I don’t think I can top cleaning up after the remains of people. I worked in a greenhouse, which I thought would be really quaint: “I’m going to be around plants and flowers.” But it was just cleaning up piles of dirt and moving heavy stuff onto a truck. I worked at a movie theater, which again doesn’t seem like it would be disgusting, but when you have to sweep up and clean the bathrooms, it’s pretty gross. I waited tables at Denny’s, which was kind of exciting for me because it was one of my first jobs. It has a special place in my heart because there was nowhere else to hang out where I’m from. You could be a teen sitting there drinking cups of coffee, and I got to see the inner workings. You have to memorize the codes of all the meals, and put it into the computer. And their guacamole is frozen in a can. I didn’t know what an avocado was. I had never had that until I moved to California. I have a fond memory of making a big vat of ranch dressing with the buttermilk. It’s super depressing, but there’s something weirdly comforting about it, too.

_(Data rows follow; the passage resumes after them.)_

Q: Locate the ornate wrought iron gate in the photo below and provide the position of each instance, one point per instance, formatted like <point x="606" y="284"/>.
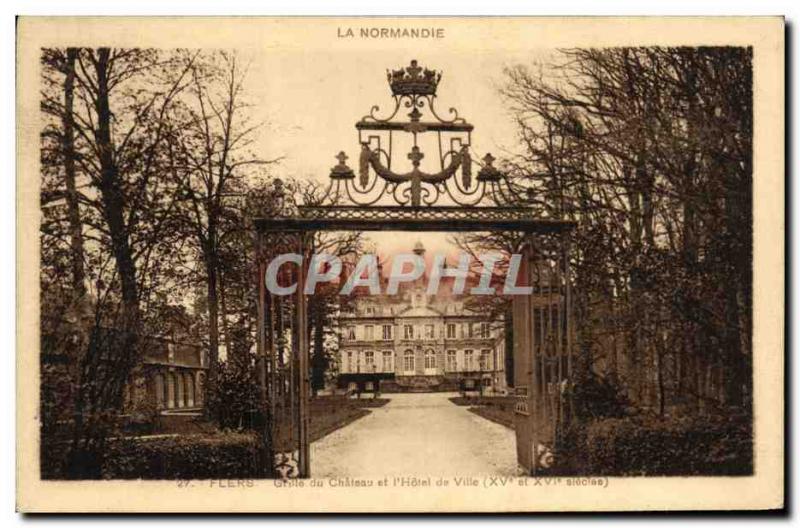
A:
<point x="451" y="199"/>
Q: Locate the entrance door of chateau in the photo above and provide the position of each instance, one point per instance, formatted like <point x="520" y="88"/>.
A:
<point x="450" y="199"/>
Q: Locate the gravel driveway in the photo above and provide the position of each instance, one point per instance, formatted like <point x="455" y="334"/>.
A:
<point x="421" y="434"/>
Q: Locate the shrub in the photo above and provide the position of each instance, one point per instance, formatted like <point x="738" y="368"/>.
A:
<point x="231" y="455"/>
<point x="599" y="397"/>
<point x="648" y="445"/>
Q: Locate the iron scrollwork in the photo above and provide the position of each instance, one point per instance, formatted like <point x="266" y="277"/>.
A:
<point x="377" y="183"/>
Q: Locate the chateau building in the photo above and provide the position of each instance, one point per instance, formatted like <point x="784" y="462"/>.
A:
<point x="417" y="341"/>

In the film, Emily Blunt’s character befriends you after stalking you. Have you ever had any uncomfortable run-ins with overeager fans, harassing exes, or other undesirables?
I dated a guy who I wasn’t really attracted to, but I thought, “I’m going to go out with him again, just to see. Maybe the attraction will grow.” We went to kiss, and right away, I was like: “I’m not into this.” And he said, “That’s the meanest thing anyone has ever said to me.” He proceeded to write me longer e-mails than I’ve ever written in my life. If you took all the e-mails I wrote in a week and put them together, it would add up to one of the 40 e-mails he wrote me describing how I just don’t know that I’m into him yet, and he’s a really good guy. I’m like, “You’re a great guy, but it’s just not happening.” I don’t even understand how he found so much to say about us. For a while, I was talking to him, and then I was like, “Why are we still talking about this?” He couldn’t stop. He was begging me to call him so we could talk about it. Really weird.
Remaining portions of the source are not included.